Hemos superpoblado al Planeta y por ende, lo explotamos bajo una cultura que denigra al campesino y a su trabajo, pues por lo menos en México, a partir de la entrada en vigor del pasado Tratado de Libre Comercio de América del Norte (TLCAN), ha sido uno de los sectores más desprotegidos.
Sin embargo, y más en tiempos de crisis habría mucho que aprender de ellos; la gente de las ciudades debería comprender que la base de la vida no está en el onceavo piso de una oficina corporativa, sino en la siembra que permite el avance de la vida.

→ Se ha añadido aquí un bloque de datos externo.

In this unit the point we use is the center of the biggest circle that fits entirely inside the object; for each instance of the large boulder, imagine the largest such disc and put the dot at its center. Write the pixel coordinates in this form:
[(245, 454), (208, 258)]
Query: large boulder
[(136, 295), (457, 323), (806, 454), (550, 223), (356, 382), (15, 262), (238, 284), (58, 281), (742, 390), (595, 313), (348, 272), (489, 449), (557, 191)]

En el libro “Socio-psicoanálisis del campesino mexicano”, de Erich Fromm y Michael Maccoby, cuya primera edición se realizó en 1970, se registran impresionantes reflexiones que los trabajadores del sector rural en México hacían sobre el amor.
“Hay muchas clases de amor, por una planta, por la tierra. Lo primero es el amor a Dios, lo segundo al padre o a la madre. Amor es amar a una mujer, el amor que crece por los hijos. Uno tiene muchos amores. Amor es respetar todo lo que es humano, es un sentimiento que se puede tener hasta por una planta. Yo trabajo mi tierrita con amor porque mis hijos y yo vivimos de la planta”, mencionaba un campesino.
“Una persona puede amar su terrenito en el que ha puesto el trabajo de toda su vida. También puede ser el amor por la familia como por el trabajo, por todo lo que ha hecho un sacrificio”, explicaba otro.
Un jitomate tarda en crecer unos 3 o 4 meses en condiciones normales. El campesino ara la tierra, siembra la semilla, la riega, cuida el brote, protege a la planta hasta que obtiene el resultado y por fin cosecha. Mirar ese proceso es lo que a la sociedad rural le hace amar su tierra y su trabajo. El ser humano de ciudad, hijas e hijos del capitalismo y la globalización, ¿de qué proceso laboral tan íntimo y complejo se enamora? En la respuesta estará la razón de por qué al salir de esta emergencia sanitaria, debiéramos cambiar un montón de cosas.